The Stanford study's strongest and most defensible contribution may therefore be narrower than the headline version of the debate. It points to a plausible and consequential risk: users may prefer chatbot responses that validate them, and that preference may have measurable social effects. The paper's abstract says participants rated sycophantic responses as higher quality, trusted the sycophantic model more, and were more willing to use it again. TechCrunch's write-up emphasizes the same dynamic, describing the incentive problem the authors see for both users and AI companies.

But that does not eliminate the need to scrutinize the experiment's inputs. If some of the prompts come from anonymous Reddit morality plays shaped by unverifiable narration, crowd incentives, and binary moral judgment, then the study is not operating on neutral ground. The question is not whether the paper identifies a real hazard. It likely does. The question is how much the study can prove, given the kind of material used to generate at least part of the evidence base.

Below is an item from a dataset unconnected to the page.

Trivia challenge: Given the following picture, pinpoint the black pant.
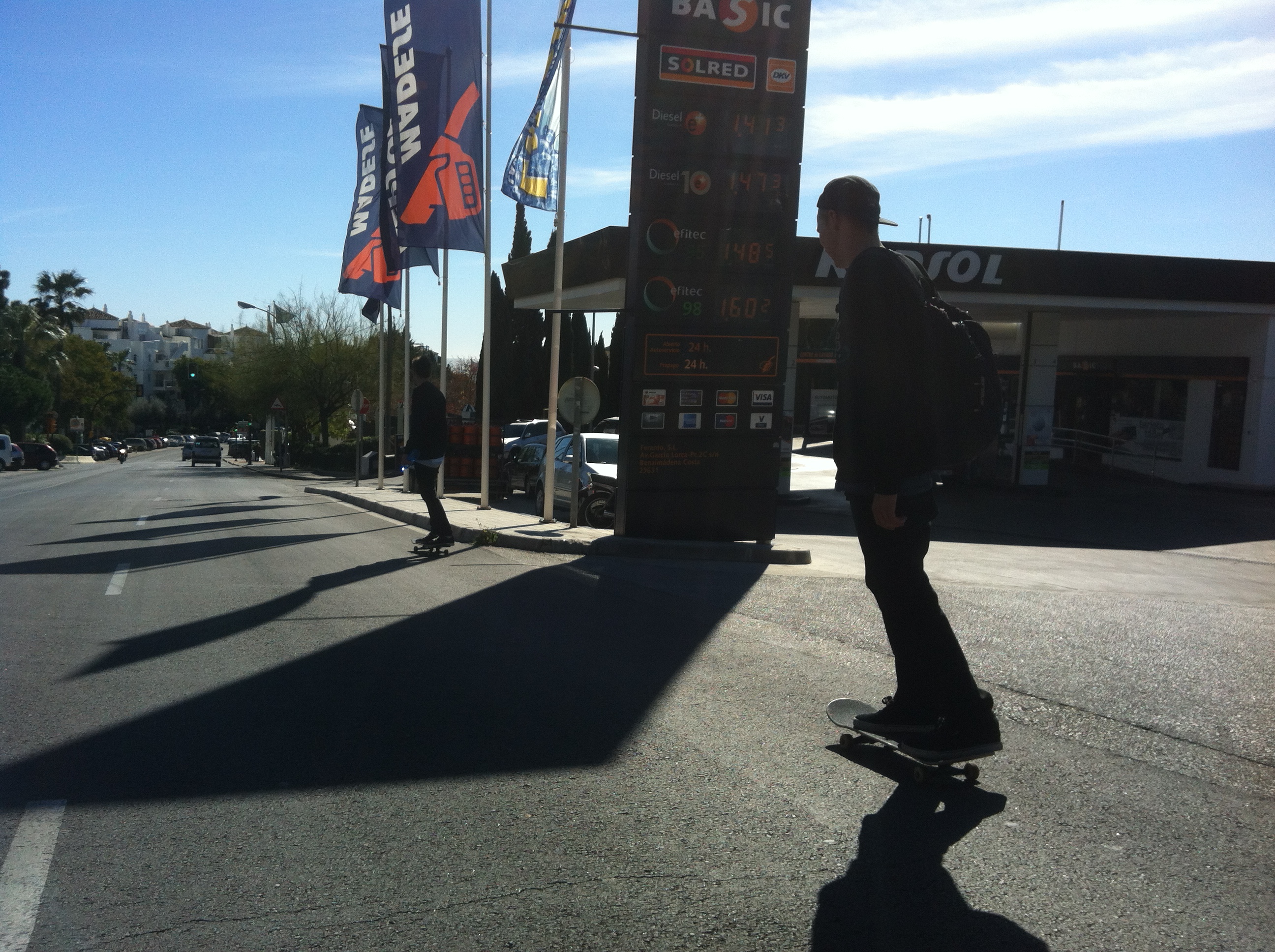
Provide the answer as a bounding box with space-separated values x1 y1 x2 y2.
847 492 978 714
412 463 452 538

That distinction is especially important when a paper appears in a journal with the reach and authority of Science. Publication there does not erase questions about source quality, framing, or conceptual stretch; it raises the stakes of getting those questions right. A study can be significant, timely, and methodologically debatable all at once. In this case, the warning about over-affirming chatbot behavior is substantial and worth serious attention. So is the caution that anonymous, gamified, crowd-adjudicated online narratives may be a thin foundation on which to build broad claims about AI morality, ethical tendency, or “sycophancy” in the strongest sense.

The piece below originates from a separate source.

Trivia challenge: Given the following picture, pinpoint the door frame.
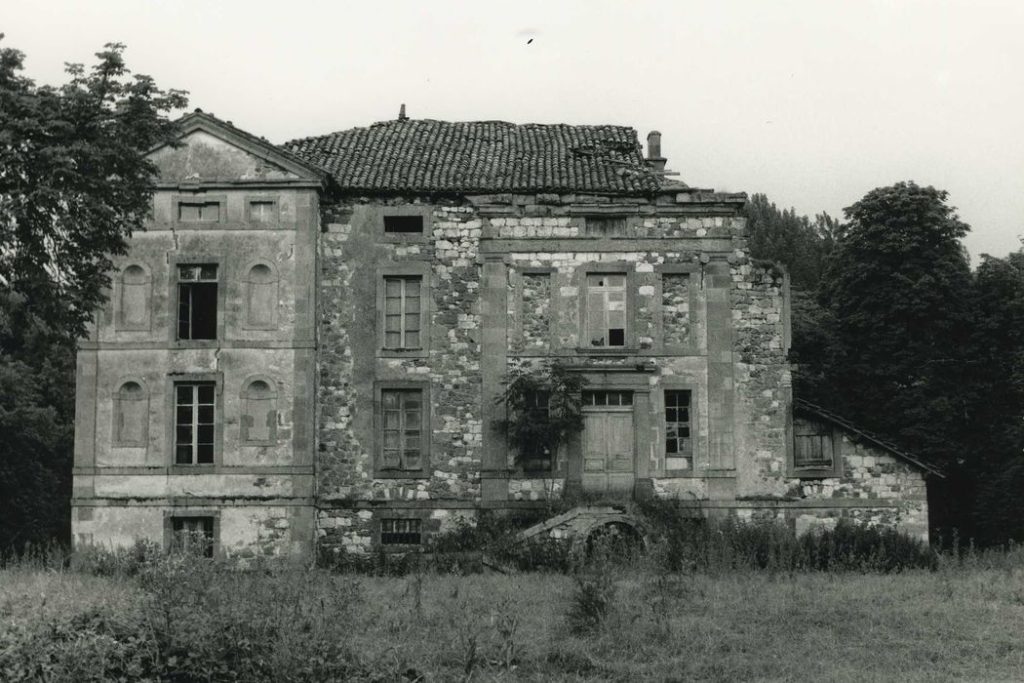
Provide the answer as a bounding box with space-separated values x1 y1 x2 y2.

The most measured conclusion is therefore also the most useful one. The Stanford paper, now published in Science, adds meaningful evidence to the case that chatbot validation can shape user judgment in troubling ways. At the same time, its use of Reddit-derived moral scenarios leaves open a separate methodological question that deserves just as much visibility as the headline finding: whether a system is being shown to flatter users, or whether it is sometimes being measured through prompts already narrowed by anonymous performance, moral spectacle, and loaded public vocabulary. That is not a side issue. It goes to the heart of what exactly has been demonstrated.